Сколько раз с тех пор я мечтал о Зизи! Она улыбалась так же, как эта обнаженная женщина на открытке. В воображении я приникал к ней всем своим существом, ощущая податливое тепло ее полной груди. Сердце у меня вздрагивало, как забарахливший мотор, и тогда весь кузов дрожал от напряжения.
■
Я позвонил. Вспыхнул свет. Дверь открыла Зизи, еще непричесанная, с поблескивающими от воды волосами. Она смотрела на меня приветливо и так пристально, что я не выдержал и, отворачиваясь, замотал во все стороны головой. На ней был белоснежный купальный халат, стянутый в талии поясом; она его поминутно запахивала снизу, а он упорно распахивался сверху, и одна грудь, пухлая, как белый воздушный шар, почти совсем обнажилась. Шар был с отметиной - как будто на него уселся черный жучок.

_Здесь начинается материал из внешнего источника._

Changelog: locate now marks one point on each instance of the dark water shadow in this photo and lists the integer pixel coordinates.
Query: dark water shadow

Зизи спросила о маме, но ответ ее нисколько не интересовал - она таращилась на меня с таким видом, будто увидела черт знает что. Следующим был вопрос о Кати.
– Вы уже совсем юноша. А Кати? Все такая же хорошенькая?
– Такая, как всегда,- сказал я, и Зизи звонко и нервно засмеялась.
Наконец она дала мне пройти.
– Денеш! К тебе ученик!
– крикнула она.
– Пусть он присядет!
– донесся откуда-то негромкий, как обычно, голос Фараона.
Ласково кивнув, Зизи предложила мне войти, распахнула дверь, указала на кресло, но сама не вошла. Я отвесил поклон, в общем довольно неловкий, и Зизи, улыбнувшись, закрыла дверь.
Я сразу же увидел наши контрольные. Некоторые были раскрыты и лежали отдельно, у Живодера в тетради красовался кол, но это было обычно, а потому неинтересно.
Стол Фараона был завален журналами и книгами, беспорядочно сдвинутыми в стороны и оставлявшими в середине свободное место. Точно как у меня! С той лишь разницей, что книг у меня значительно меньше.
Книжная полка прогнулась, ковер основательно вытерт, медная пепельница - дубовый листок - набита окурками до отказа.
На стене картина, написанная в современной манере: букет диких маков с черной каймой.
И на столе фотография - 6 на 9,- очень знакомая: Фараон с нашим классом.
Я как раз рассматривал фотографию, когда дверь тихонько отворилась; досадуя на себя, я быстро поставил ее на место.
Фараон был в старой домашней куртке.
– Почему ты не сядешь? Нашел что-нибудь интересное? Я сказал «спасибо» и показал на снимок.
Фараон уселся, кивнул, а я, провалившись в кресло, смотрел, как он закуривает.
– Это в Земляной крепости,- сказал я, имея в виду фотографию.- Мы учились тогда в пятом.